Contrary to the original description, this territory is not at all part of Spitsbergen, although it may seem so. Peter the Great Island is located in the Bellingshausen Sea in 450 km off the coast of Antarctica. It was discovered by the legendary F.F. Bellingshausen 21 (11 old style) January 1821, but because of the drift of ice to approach the island failed. It was the first land discovered south of the polar circle.
In 1910, the French expedition confirmed the existence of the island, but the ice prevented them from landing. Only in 1929, the Norwegian party landed on this polar coast and proclaimed it to be Norway, which was confirmed by the royal proclamation of March 6 of 1931 of the year, and since 1933, the island became dependent territory. The man who financed and organized the annexation, the owner of the whaling ships Lars Christensen, expected to get quite practical benefits: to avoid taxation at British whaling stations in the Antarctic by creating such a station in the territory of Norway, and to receive bonuses from their own government. Later, the Norwegians made several scientific and several radio expeditions to the island.
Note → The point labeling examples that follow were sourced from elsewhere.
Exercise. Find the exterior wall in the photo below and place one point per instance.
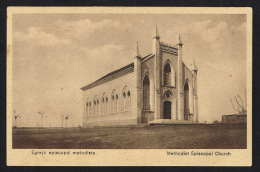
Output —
(234, 118)
(173, 61)
(188, 76)
(121, 117)
(147, 67)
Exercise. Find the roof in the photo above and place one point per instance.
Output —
(131, 65)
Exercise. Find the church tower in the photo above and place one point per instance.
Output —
(195, 95)
(180, 95)
(138, 80)
(157, 73)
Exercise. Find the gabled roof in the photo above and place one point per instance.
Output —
(93, 84)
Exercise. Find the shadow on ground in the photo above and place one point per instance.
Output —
(202, 136)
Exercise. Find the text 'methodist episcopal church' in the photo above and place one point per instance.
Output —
(157, 88)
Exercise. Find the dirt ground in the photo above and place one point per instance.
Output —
(201, 136)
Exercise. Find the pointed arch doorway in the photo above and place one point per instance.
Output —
(167, 110)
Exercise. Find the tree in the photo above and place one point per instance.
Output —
(241, 105)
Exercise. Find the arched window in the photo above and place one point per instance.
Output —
(104, 106)
(168, 75)
(127, 99)
(96, 106)
(114, 102)
(87, 107)
(146, 93)
(186, 98)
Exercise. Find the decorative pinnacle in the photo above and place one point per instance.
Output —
(156, 34)
(179, 41)
(137, 54)
(194, 67)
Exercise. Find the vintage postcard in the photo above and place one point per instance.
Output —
(129, 86)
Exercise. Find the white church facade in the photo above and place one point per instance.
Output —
(157, 87)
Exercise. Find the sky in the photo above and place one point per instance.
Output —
(54, 55)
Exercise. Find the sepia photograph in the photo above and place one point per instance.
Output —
(125, 80)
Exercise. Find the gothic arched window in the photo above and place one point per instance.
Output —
(186, 98)
(127, 98)
(146, 93)
(96, 106)
(104, 106)
(168, 75)
(114, 102)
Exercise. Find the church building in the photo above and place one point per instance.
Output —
(157, 88)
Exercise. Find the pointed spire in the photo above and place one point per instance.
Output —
(194, 67)
(156, 34)
(179, 41)
(136, 53)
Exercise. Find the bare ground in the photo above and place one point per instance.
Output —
(201, 136)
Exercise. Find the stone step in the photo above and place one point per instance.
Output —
(170, 121)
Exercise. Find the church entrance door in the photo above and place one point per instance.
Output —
(167, 110)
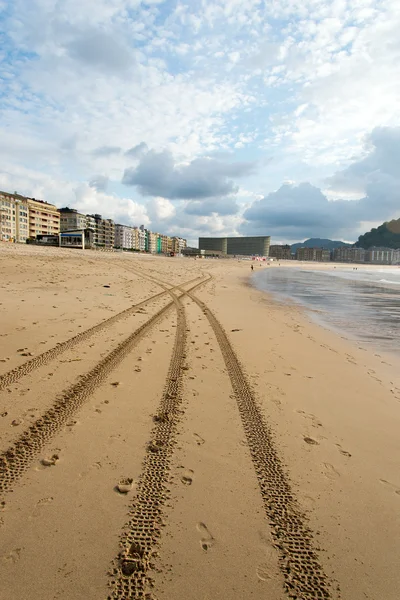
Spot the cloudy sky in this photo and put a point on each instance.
(205, 117)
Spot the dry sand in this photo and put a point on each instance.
(259, 452)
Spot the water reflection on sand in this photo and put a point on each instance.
(364, 304)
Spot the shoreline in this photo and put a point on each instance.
(332, 410)
(328, 315)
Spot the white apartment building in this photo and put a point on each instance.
(71, 219)
(178, 244)
(125, 237)
(153, 238)
(14, 224)
(141, 239)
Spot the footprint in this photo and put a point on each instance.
(49, 462)
(187, 477)
(124, 485)
(330, 472)
(39, 506)
(310, 441)
(207, 540)
(264, 572)
(199, 439)
(391, 485)
(344, 452)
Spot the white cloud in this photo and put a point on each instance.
(301, 84)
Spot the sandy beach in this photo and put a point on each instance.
(167, 431)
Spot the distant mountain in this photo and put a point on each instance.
(318, 243)
(387, 234)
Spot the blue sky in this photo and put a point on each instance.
(205, 116)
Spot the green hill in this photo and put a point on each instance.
(387, 234)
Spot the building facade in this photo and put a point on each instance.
(348, 254)
(280, 252)
(104, 231)
(14, 218)
(382, 256)
(44, 218)
(152, 242)
(71, 219)
(140, 238)
(313, 254)
(246, 246)
(125, 237)
(178, 245)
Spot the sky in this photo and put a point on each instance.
(205, 117)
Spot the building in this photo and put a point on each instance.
(44, 218)
(246, 246)
(104, 231)
(349, 254)
(125, 237)
(178, 245)
(71, 219)
(140, 238)
(313, 254)
(382, 256)
(82, 238)
(195, 252)
(152, 242)
(280, 252)
(163, 243)
(14, 218)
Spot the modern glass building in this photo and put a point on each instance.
(245, 246)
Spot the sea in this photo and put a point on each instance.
(361, 303)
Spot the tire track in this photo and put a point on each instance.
(34, 363)
(129, 578)
(304, 578)
(16, 460)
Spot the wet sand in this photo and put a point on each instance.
(210, 444)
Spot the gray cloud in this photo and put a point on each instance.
(99, 183)
(204, 208)
(137, 151)
(106, 150)
(101, 50)
(298, 212)
(157, 175)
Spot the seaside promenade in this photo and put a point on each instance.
(167, 431)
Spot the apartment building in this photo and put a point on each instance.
(313, 254)
(71, 219)
(104, 230)
(14, 218)
(125, 237)
(140, 239)
(162, 243)
(152, 242)
(280, 252)
(178, 244)
(348, 254)
(382, 256)
(44, 218)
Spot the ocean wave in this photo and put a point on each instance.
(389, 281)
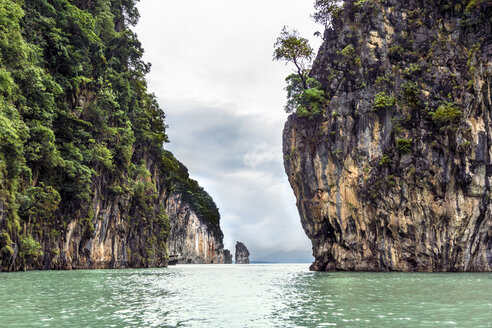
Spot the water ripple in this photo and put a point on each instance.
(243, 296)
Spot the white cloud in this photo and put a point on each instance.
(223, 97)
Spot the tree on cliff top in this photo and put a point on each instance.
(304, 94)
(325, 9)
(295, 49)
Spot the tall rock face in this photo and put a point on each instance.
(84, 179)
(242, 254)
(192, 239)
(395, 174)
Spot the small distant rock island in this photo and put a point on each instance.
(242, 253)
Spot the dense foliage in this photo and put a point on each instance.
(74, 107)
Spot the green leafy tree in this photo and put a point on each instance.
(325, 9)
(294, 49)
(309, 101)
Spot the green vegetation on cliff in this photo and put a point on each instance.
(77, 124)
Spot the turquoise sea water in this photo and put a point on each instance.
(256, 295)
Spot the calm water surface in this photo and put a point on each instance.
(277, 295)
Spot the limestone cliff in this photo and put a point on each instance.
(242, 253)
(85, 181)
(191, 239)
(395, 174)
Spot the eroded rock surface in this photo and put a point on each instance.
(242, 254)
(395, 175)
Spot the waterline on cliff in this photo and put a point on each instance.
(267, 295)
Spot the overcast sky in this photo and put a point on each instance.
(213, 74)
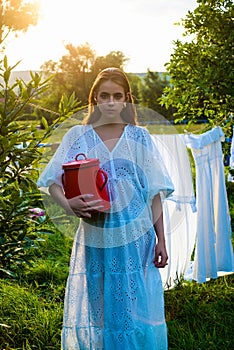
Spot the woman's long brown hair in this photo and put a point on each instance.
(128, 114)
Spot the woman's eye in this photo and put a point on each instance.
(118, 96)
(104, 96)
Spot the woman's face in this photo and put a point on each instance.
(110, 99)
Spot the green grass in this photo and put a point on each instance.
(199, 316)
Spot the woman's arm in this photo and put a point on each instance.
(161, 256)
(81, 206)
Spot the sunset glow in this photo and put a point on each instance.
(142, 30)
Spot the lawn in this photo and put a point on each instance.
(199, 316)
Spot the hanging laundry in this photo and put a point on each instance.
(214, 250)
(179, 209)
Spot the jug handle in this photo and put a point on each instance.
(80, 154)
(105, 178)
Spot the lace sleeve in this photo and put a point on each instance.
(158, 178)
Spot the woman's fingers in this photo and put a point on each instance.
(83, 206)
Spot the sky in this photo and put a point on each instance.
(144, 30)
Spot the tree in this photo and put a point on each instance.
(151, 91)
(75, 73)
(16, 16)
(19, 154)
(201, 71)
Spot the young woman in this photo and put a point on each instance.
(114, 294)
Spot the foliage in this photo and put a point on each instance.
(75, 73)
(202, 70)
(16, 16)
(20, 228)
(151, 91)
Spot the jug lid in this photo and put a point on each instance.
(85, 162)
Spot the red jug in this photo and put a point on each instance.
(84, 176)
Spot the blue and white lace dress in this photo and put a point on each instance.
(114, 295)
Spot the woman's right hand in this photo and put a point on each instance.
(83, 206)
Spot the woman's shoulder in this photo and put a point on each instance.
(139, 132)
(76, 131)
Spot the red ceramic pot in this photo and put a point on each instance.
(84, 176)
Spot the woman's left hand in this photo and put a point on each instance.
(161, 256)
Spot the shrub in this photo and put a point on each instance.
(19, 153)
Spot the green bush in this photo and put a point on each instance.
(19, 154)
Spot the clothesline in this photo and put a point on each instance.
(202, 223)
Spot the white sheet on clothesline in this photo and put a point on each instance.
(208, 229)
(180, 210)
(214, 250)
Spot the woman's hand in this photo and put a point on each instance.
(82, 206)
(161, 256)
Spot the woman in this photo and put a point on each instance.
(114, 295)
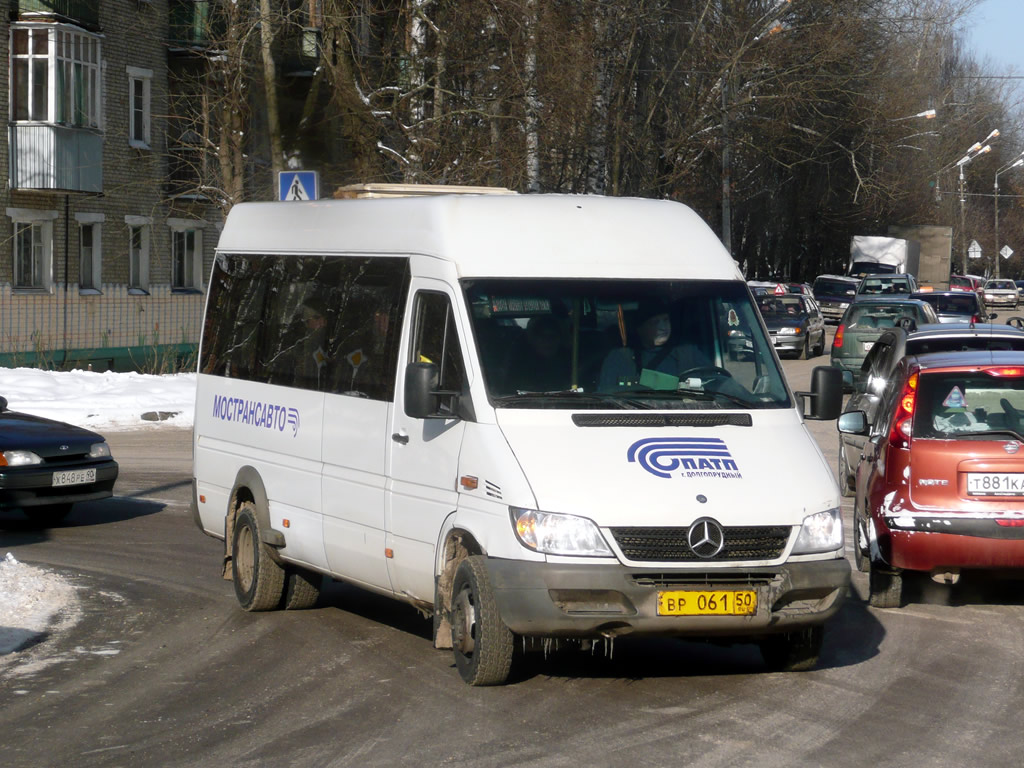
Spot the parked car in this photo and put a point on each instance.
(795, 323)
(864, 321)
(887, 285)
(47, 466)
(1000, 293)
(888, 350)
(834, 294)
(941, 485)
(967, 283)
(955, 306)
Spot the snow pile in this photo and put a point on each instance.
(101, 400)
(30, 601)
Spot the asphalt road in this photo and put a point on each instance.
(165, 670)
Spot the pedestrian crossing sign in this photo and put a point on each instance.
(298, 185)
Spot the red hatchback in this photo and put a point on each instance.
(940, 484)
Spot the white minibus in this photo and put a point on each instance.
(531, 417)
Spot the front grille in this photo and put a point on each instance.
(670, 545)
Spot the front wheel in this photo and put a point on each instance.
(481, 642)
(793, 651)
(259, 582)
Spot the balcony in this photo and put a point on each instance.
(84, 12)
(54, 157)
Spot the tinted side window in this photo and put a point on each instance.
(435, 339)
(323, 324)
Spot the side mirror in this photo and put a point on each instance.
(424, 400)
(854, 422)
(421, 383)
(825, 394)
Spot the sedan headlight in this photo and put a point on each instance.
(553, 534)
(19, 458)
(99, 451)
(820, 532)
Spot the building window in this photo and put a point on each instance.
(89, 251)
(186, 254)
(72, 95)
(33, 248)
(138, 95)
(138, 253)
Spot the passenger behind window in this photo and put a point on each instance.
(542, 361)
(648, 348)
Geographically, the island of Peter I is subject to the Antarctic Treaty, which Norway has signed and ratified. But the duality remains, because Norway has not refused the island. On the one hand, private and criminal law is regulated here by Norwegian laws, and the land is within the jurisdiction of the Ministry of Justice (the Polar Department). On the other hand, Norway demands compliance with international environmental standards common for Antarctica.
Officially, neither Russia nor the USSR have ever claimed this territory. Norway owns the island on the grounds that it is no longer interesting to anyone. The question of the correct spelling of the name of the island, as well as the possible renaming of it in Norway, is still being discussed.